An increasing majority of Americans say a person’s sex is determined from birth, but this hasn’t stopped the left from promoting transgenderism — even when it tanks their business and harms the very people it’s supposed to help. In an attempt to be “inclusive,” the Three Rivers Festival in Fort Wayne, Indiana, will host its third annual drag performance tonight.
This year’s show was initially advertised without an age restriction, but later it was changed to 18+ with an admission fee of $5. Previous shows were open to all ages.
The Three Rivers Festival began in 1969 to promote business and celebrate the city’s heritage. The festival gets its name from the three rivers that meet in Fort Wayne. It has since grown to be the second-largest summer festival in Indiana, with almost half a million visitors each year. A drag show was added to the festival in 2021.
According to polling from the American Principles Project last year, a majority of Indiana voters oppose the gender ideology takeover of schools and society. Almost 65 percent of likely Indiana voters support legislation banning males from competing in girls sports in K-12 schools.
Peter Scaer, a Lutheran pastor from Fort Wayne, said the festival should celebrate good things instead of promoting ugliness and mockery.
“They’re pushing an agenda which is breaking down all of the barriers, or all the goodness of what it means to be a man and a woman, and it’s very confusing for our children.” Scaer said, “It sets a bad example for adults — especially for our community — to sponsor this.”
The inclusion of a drag show influenced at least one sponsor’s decision to pull funding from the festival. Bill Bean, the principal of NAI Hanning & Bean, said in a statement to WANE 15 that he withdrew sponsorship last year after investing over $600,000 in the festival.
Bean told 21Alive News the company withdrew its support because the board parted ways with festival director Jack Hammer and politicized the festival.
“I had always thought of the Festival as an event that avoided political and divisive issues, and my conclusion was that the board was trying to insert their personal social agenda onto the festival,” Bean said in a statement to 21Alive News. “I felt this was wrong not because of the event itself but using the festival that way. I would have felt the same way if they wanted to have a MAGA event.”
Bean did not reply to requests for comment.
Another sponsor, Ruoff Home Mortgage, pulled funding from the festival this year, but the company did not respond to interview requests.
The festival’s 62 current sponsors include the City of Fort Wayne, the Allen County Board of Commissioners, and the Greater Fort Wayne Inc. Metro Chamber Alliance.
John Nichter, the president of the Three Rivers Festival Board, did not respond to multiple interview requests, but he previously told 21Alive News that the drag show is held in an area where people will not accidentally see it.
“You have to go into our venue.

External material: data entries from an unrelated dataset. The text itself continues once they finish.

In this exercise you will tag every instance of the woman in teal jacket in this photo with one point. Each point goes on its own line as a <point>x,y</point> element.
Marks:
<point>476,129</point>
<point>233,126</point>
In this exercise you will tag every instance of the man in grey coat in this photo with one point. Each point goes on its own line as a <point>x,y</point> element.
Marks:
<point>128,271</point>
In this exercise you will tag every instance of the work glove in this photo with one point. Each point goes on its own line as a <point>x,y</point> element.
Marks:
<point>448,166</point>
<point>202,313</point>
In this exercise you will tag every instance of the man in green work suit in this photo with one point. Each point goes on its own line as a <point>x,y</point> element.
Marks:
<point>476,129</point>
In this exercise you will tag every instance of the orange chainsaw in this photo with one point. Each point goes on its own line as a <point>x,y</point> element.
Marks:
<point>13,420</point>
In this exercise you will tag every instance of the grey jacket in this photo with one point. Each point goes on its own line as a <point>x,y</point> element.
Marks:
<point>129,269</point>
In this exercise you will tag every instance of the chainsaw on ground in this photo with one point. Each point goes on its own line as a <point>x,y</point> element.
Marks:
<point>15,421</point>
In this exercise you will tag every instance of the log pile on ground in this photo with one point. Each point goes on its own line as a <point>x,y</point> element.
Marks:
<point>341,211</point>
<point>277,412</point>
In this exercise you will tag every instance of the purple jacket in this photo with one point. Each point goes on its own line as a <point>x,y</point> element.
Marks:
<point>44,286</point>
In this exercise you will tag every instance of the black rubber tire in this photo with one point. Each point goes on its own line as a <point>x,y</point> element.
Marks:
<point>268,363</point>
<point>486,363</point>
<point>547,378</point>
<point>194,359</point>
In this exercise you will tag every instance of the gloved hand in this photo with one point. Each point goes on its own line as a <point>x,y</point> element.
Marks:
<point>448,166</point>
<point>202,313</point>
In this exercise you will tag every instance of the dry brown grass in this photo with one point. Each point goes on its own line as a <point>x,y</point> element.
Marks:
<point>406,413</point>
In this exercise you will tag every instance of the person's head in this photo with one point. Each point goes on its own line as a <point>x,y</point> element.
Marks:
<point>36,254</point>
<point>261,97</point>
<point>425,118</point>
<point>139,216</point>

It’s not in an open area that you’re going to accidentally see, or your family is going to see,” he said. “You would have to bring your family into that area to see.”

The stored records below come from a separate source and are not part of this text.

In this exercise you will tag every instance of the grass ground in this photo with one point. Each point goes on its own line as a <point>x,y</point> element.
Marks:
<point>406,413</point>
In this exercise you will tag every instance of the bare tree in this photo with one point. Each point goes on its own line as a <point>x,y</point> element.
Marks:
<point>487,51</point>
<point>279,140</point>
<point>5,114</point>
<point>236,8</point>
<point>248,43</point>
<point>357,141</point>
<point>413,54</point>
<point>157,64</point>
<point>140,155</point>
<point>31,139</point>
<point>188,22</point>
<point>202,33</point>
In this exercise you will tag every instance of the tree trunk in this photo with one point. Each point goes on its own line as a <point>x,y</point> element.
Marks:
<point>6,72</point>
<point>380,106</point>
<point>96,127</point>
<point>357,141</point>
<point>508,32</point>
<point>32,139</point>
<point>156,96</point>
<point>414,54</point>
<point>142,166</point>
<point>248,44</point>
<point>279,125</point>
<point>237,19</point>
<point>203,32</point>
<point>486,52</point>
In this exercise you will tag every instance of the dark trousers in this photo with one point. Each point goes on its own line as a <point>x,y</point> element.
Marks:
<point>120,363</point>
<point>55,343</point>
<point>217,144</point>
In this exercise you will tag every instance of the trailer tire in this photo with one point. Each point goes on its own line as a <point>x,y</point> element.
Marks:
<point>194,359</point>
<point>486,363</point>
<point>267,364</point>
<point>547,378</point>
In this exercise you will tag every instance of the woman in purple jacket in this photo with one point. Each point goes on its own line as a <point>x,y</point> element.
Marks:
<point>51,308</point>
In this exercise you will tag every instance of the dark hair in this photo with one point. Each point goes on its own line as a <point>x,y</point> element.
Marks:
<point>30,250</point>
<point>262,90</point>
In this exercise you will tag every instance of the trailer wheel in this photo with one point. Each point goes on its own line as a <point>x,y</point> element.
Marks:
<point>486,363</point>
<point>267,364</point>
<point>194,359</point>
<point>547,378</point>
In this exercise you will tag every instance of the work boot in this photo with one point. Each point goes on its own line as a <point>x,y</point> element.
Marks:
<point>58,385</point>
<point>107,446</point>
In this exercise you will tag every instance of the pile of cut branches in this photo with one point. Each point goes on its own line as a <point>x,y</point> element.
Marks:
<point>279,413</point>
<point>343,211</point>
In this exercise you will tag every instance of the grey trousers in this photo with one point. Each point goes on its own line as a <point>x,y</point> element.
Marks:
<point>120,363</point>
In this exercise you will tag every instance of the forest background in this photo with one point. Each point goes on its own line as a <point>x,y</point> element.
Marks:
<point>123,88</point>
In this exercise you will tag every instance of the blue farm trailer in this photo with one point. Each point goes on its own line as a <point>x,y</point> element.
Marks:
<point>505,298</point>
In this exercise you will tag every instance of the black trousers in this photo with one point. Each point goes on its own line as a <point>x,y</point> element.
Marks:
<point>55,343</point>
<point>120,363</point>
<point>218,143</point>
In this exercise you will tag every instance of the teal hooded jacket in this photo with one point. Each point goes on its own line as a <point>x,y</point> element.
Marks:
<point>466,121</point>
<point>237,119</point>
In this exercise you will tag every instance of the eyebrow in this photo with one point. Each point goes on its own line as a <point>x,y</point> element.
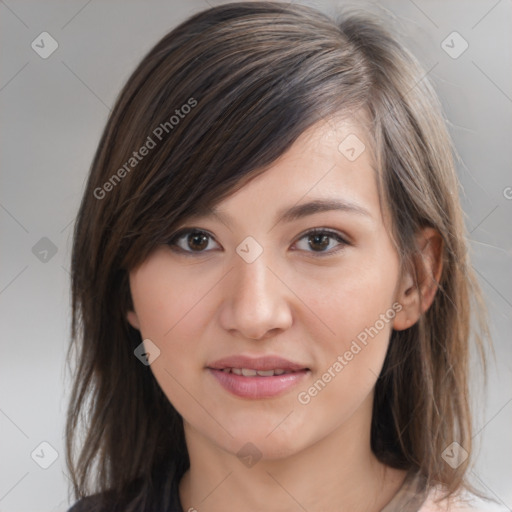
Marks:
<point>299,211</point>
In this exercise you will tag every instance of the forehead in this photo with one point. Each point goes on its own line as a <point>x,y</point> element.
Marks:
<point>332,160</point>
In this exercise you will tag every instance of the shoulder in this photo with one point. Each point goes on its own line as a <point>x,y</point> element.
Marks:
<point>100,502</point>
<point>462,502</point>
<point>88,504</point>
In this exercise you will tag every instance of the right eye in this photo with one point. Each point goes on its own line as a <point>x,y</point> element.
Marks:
<point>190,240</point>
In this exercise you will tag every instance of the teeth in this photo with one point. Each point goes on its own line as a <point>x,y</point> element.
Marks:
<point>265,373</point>
<point>248,372</point>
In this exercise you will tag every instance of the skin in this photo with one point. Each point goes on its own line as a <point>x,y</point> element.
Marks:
<point>293,302</point>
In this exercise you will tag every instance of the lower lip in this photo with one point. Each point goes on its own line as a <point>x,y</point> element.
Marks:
<point>257,387</point>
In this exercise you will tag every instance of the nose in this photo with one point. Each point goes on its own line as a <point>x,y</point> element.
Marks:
<point>257,301</point>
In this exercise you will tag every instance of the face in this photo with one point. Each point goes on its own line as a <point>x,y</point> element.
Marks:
<point>245,283</point>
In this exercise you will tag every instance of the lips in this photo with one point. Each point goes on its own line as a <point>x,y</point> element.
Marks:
<point>257,378</point>
<point>265,363</point>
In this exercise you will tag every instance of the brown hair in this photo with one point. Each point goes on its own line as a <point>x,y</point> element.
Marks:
<point>254,76</point>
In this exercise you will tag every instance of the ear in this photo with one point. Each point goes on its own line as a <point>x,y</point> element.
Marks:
<point>133,319</point>
<point>419,285</point>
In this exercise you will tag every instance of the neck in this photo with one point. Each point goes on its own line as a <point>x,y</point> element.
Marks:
<point>339,472</point>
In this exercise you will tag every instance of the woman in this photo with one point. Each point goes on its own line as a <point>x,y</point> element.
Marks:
<point>271,290</point>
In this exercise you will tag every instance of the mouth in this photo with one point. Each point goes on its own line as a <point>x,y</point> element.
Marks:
<point>257,378</point>
<point>249,372</point>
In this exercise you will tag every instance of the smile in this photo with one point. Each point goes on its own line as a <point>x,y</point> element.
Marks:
<point>257,384</point>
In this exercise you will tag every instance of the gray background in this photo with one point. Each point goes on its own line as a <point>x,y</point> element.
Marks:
<point>53,111</point>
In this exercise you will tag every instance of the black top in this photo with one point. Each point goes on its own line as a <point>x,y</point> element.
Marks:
<point>409,498</point>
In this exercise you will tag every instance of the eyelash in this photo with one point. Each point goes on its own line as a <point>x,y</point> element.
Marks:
<point>183,233</point>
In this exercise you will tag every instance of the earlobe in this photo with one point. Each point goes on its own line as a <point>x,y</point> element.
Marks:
<point>133,319</point>
<point>420,284</point>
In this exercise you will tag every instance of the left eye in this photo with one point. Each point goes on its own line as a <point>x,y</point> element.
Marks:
<point>319,239</point>
<point>198,241</point>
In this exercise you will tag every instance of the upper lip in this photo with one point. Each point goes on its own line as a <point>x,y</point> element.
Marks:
<point>257,363</point>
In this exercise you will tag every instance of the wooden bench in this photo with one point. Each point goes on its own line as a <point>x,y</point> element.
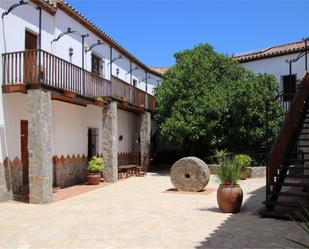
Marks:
<point>128,164</point>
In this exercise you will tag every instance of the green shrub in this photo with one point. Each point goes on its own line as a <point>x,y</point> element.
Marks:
<point>228,172</point>
<point>220,155</point>
<point>96,165</point>
<point>242,161</point>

Nichter stood by the board’s decision to include the festival despite the backlash. “We want to be inclusive of all types of people,” he told 21Alive News.
Scaer said having a drag show advertised at a family-friendly festival normalizes deviancy.
“It’s not like watching ‘Mrs. Doubtfire.’ This is not just ‘oh, men dressing up as women, and it’s kind of funny,’” he said. “It’s hyper-sexualized, and our society is already pushing that everywhere.”
Scaer is a founding member of Shepherds United, an ecumenical group of pastors, priests, and ministers gathered for the sake of life, natural marriage, and religious liberty.
“There’s so much we should be promoting that’s natural and good, and that’s beautiful,” Scaer said. “And this isn’t it.”